Direct Data Transfer
By default, GridServer uses Direct Data Transfer, or peer-to-peer communication, to optimize data throughput between Drivers and Engines. Without Direct Data Transfer, all task input and output goes through the Manager. Sending the input and output through the Manager uses more memory and disk on the Manager and results in lower throughput.
Using Direct Data Transfer, the Driver and Engine nodes do the “heavy lifting,” and only lightweight messages go through the Manager. Direct Data Transfer requires each peer to know the IP address that it presents to other peers. In most cases, therefore, Direct Data Transfer precludes the use of NAT between the peers. Likewise, Direct Data Transfer does not support proxies.
When using Direct Data Transfer to move TaskInput data from Drivers to Engines, the Engines pull the data via HTTP directly from the Driver. You can configure the Driver's embedded HTTP server to use a static TCP port or an ephemeral TCP port according to the driver.properties file.
You can also install an optional Engine Hook to enable communication between Drivers and Engines when NAT is in use.

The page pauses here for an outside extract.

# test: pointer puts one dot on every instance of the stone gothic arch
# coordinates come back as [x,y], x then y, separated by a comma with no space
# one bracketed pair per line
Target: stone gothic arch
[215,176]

For GridServer deployments that use NAT and do not have the optional Engine Hook, you can support NAT between Drivers and Engines by disabling peer-to-peer communication in one of two ways:
| • | If, from the perspective of the Drivers, the Engines are behind a NAT device, the Engines cannot provide peer-to-peer communication. In this case, disable Direct Data Transfer in the Engine configuration. |
| • | If, from the perspective of the Engines, the Drivers are behind a NAT device, then the Drivers cannot provide peer-to-peer communication. Provide the Driver addresses if you know them in advance. Otherwise, disable Direct Data Transfer in the Driver properties file. |
When using Direct Data Transfer to move TaskOutput data from Engines to Drivers, the Drivers pull the data via HTTP directly from the Engines.